One approach to the problem is focusing on warrants, a form of world knowledge that permits inferences.
(1) It is raining, therefore (2) you should take an umbrella.
The warrant (3) 'it is bd to get wet' could license this inference. Knowing (3) facilitates drawing the inferential connection between (1) and (2). However, warrants are often left implicit. Machine learners must reason with warrants, and first discover them.
- Claim: Google is not a harmful monopoly
- Reason: People can choose not to use Google
- Warrant: Other search engines don't redirect to Google
- Alternative: All other search engines redirect to Google
Results:
- Reason + and since + Warrant -> Claim
- Reason + but since + Alternative -> !Claim
The inference form R and A to !C is by design.
The Argument Reasoning Comprehension Task (ARCT) defers the problem of discovering warrants and focuses on inference. An argument is provided, comprising a claim C and reason R. The task is to pick the correct warrant W over a distractor, an alternative warrant A. The alternative is written such that R & A -> !C.
Even supplying warrants, learners still need to rely on further world knowledge. In the example before, it's necessary to know how consumer choice and web re-directs relate to the concept of monopoly, and that Google is a search engine.
All but one participating system in the shared task could not exceed 60% accuracy (on binary classification).
Therefore, it is surprising that BERT achieves 77% test set accuracy, only 3 points below the average (untrained) human baseline. It doesn't seem reasonable to expect it to perform so well without world knowledge.
What has BERT learned about argument comprehension?
BERT exploits the presence of cue words in the warrant, especially not. We demonstrate that BERT's surprising performance can be entirely accounted for in terms of exploiting spurious statistical cues.
Since R & A -> !C, we can add a copy of each data point with the claim negated and the label inverted. The distribution of the statistical cues in the warrants is mirrored over both labels, eliminating the signal. On this adversarial dataset all models perform randomly, with BERT achieving a maximum test set accuracy of 53%.
The adversarial dataset therefore provides a more robust evaluation of argument comprehension and should be adopted as the standard in future work on this dataset.
The major source of spurious statistical cues in ARCT comes from uneven distributions of linguistic artifacts over the warrants, and therefore over the labels.
The productivity and coverage (formulas in paper) of the strongest unigram cue was for not, followed by 'is', 'do', and 'are'. Bigrams occurring with not, 'will not', 'cannot', were also found to be highly productive.
Given R & A -> !C, we can negate the claim and invert the label for each data point. The adversarial examples are then combined with the original data, eliminating the problem by mirroring the distributions of cues around both labels.

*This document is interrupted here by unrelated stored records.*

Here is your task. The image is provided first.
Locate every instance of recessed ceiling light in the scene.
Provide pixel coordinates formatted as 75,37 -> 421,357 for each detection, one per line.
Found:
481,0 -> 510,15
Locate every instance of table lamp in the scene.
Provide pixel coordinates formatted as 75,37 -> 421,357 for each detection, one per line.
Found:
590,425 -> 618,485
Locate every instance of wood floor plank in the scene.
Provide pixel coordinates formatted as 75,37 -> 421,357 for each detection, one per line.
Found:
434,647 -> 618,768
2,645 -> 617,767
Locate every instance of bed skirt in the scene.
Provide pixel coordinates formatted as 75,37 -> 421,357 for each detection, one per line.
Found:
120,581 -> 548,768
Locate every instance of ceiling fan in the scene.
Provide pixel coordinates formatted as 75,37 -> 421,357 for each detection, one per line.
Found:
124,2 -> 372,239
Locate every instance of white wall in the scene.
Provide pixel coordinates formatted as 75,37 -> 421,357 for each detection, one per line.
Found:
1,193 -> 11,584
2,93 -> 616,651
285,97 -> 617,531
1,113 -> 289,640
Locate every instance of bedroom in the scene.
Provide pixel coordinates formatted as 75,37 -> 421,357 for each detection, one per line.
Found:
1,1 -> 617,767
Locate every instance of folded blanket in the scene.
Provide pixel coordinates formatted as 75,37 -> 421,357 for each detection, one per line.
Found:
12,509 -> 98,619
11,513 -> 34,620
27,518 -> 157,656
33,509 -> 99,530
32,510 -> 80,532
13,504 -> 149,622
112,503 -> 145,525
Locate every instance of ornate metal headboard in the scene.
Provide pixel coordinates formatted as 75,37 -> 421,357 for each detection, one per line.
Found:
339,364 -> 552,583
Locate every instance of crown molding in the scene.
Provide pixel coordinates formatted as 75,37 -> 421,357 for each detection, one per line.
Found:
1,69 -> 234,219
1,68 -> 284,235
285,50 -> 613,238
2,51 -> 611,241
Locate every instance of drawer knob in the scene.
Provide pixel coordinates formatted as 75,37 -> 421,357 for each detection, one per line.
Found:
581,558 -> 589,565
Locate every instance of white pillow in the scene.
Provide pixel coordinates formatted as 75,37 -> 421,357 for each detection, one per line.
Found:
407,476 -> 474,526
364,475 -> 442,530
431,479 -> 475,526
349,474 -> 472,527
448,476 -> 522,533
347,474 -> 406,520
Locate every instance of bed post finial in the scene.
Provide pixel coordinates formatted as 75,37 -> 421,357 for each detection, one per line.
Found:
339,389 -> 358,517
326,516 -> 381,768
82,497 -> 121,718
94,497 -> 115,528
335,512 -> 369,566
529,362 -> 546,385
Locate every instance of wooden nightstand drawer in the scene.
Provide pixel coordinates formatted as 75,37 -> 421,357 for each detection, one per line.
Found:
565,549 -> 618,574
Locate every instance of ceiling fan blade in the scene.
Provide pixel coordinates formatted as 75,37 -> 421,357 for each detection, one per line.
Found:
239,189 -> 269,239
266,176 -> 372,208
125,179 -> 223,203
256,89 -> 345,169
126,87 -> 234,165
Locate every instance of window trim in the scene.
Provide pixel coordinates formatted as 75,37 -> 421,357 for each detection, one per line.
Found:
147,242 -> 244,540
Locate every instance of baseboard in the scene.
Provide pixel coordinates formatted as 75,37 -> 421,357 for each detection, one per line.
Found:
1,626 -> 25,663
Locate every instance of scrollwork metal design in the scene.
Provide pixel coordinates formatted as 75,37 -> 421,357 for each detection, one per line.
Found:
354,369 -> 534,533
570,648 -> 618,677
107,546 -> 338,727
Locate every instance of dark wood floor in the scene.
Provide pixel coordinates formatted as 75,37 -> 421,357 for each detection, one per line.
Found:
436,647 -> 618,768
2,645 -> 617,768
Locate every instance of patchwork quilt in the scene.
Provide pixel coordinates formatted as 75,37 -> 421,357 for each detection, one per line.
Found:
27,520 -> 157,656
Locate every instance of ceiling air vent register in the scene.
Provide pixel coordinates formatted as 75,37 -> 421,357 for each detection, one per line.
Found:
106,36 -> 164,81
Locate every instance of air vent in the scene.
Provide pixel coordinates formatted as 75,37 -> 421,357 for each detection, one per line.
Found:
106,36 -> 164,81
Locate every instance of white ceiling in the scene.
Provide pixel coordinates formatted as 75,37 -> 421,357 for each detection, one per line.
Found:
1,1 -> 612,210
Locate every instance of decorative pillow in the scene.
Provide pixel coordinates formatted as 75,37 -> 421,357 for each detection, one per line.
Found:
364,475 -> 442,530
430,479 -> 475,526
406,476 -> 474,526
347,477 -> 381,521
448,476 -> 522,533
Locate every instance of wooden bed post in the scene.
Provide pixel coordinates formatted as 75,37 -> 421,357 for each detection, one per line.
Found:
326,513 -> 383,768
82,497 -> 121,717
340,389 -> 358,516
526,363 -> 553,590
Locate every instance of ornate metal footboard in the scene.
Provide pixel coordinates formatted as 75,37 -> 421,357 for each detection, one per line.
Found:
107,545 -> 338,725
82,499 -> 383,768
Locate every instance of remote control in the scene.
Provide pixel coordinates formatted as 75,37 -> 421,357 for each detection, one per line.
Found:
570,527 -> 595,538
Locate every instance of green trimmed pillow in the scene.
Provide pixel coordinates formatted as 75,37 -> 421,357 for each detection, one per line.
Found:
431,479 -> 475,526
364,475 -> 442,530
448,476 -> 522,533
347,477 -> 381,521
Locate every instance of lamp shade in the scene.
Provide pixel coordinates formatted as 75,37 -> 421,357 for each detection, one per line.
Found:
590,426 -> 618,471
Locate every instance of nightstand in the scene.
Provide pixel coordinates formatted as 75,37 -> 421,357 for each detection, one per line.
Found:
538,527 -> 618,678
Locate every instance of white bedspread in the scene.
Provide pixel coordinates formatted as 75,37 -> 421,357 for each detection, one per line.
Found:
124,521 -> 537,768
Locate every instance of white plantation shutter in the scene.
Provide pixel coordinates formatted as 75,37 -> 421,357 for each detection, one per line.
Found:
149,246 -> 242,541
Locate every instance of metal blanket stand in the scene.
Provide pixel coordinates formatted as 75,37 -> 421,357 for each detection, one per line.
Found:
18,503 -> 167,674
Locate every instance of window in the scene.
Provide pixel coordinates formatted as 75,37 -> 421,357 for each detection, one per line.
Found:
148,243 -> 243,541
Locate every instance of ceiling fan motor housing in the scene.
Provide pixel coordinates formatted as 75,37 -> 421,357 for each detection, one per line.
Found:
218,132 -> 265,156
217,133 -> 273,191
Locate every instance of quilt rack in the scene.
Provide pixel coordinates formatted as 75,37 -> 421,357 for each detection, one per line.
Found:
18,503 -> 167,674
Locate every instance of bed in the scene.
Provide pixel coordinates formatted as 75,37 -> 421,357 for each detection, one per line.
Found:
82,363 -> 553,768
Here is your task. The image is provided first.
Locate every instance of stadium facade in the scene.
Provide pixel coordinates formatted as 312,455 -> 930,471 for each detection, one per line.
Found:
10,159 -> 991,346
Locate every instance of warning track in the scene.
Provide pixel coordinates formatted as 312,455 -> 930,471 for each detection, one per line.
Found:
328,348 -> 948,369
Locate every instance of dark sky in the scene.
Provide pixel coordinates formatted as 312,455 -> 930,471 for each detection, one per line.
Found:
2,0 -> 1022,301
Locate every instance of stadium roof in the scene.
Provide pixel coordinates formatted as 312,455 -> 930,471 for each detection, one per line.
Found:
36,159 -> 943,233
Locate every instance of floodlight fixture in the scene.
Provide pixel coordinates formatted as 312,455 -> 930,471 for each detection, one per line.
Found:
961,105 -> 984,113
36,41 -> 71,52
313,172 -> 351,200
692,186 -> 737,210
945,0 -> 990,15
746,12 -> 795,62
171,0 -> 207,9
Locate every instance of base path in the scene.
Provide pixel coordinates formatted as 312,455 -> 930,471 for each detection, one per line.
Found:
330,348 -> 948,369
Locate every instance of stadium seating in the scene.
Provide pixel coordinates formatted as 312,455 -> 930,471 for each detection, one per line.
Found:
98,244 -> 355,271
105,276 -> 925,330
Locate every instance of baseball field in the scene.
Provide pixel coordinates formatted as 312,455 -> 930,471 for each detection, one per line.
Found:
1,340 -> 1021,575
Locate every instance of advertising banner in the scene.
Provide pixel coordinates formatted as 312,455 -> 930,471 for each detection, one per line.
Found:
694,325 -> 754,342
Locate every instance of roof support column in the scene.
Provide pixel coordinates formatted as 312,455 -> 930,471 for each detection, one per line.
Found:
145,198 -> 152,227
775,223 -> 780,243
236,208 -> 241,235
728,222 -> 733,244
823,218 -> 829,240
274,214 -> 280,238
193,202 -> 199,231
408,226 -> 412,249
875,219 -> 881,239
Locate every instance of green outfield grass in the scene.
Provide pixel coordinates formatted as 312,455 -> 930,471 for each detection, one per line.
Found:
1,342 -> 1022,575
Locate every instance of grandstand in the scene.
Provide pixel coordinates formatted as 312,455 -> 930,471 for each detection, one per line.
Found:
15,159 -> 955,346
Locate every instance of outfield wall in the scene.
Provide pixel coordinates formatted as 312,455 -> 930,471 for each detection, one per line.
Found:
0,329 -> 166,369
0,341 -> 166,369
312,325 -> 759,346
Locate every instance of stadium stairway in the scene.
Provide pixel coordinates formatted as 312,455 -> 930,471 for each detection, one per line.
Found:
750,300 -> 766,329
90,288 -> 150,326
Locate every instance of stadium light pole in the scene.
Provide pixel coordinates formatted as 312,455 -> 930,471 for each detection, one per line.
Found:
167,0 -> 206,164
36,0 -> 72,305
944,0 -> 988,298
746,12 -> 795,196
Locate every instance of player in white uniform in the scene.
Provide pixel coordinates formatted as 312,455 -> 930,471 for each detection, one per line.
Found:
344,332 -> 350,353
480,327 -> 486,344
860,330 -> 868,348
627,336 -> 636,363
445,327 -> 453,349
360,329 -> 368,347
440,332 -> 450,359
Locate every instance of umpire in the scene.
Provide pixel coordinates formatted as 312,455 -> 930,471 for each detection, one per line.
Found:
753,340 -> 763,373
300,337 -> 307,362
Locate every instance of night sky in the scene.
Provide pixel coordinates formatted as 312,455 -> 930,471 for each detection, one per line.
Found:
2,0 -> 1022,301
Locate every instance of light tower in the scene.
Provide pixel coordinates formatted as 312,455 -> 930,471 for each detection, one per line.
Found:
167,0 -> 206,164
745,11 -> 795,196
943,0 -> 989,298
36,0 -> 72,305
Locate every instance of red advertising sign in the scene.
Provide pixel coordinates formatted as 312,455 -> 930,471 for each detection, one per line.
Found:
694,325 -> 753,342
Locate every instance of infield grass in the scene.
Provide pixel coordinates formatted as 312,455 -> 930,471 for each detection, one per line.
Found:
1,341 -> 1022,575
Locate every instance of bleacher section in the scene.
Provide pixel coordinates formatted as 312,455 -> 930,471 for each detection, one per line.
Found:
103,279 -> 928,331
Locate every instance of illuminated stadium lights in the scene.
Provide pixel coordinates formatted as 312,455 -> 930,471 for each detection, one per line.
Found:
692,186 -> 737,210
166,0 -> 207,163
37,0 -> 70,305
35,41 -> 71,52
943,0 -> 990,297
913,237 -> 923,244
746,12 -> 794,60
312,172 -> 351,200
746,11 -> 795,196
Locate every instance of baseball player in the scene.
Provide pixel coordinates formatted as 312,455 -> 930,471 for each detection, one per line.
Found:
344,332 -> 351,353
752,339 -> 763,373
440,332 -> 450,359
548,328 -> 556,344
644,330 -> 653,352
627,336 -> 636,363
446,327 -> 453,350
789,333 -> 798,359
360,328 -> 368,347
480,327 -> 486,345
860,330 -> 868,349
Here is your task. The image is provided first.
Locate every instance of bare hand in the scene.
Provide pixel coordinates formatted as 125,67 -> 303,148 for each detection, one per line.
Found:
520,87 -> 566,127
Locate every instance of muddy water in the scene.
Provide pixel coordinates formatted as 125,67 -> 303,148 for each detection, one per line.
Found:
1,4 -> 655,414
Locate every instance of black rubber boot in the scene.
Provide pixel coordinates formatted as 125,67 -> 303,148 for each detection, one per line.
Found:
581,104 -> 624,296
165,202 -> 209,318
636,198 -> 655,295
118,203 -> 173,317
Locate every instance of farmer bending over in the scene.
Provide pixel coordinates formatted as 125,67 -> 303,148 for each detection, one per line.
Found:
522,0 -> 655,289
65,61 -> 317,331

- First experimental setup: models trained and validated on the original data were evaluated on the adversarial set. All results were worse than random due to overfitting the cues in the original data set.
- Second experimental setup: models trained from scratch on adversarial training and val sets, then evaluated on the adversarial test set. BERT's peak performance is reduced to 53%.
The adversarial dataset has successfully eliminated the clues as expected, providing a more robust evaluation of machine argument comprehension.
With little to no understanding about the reailty underlying these arguments, good performance shouldn't be feasible.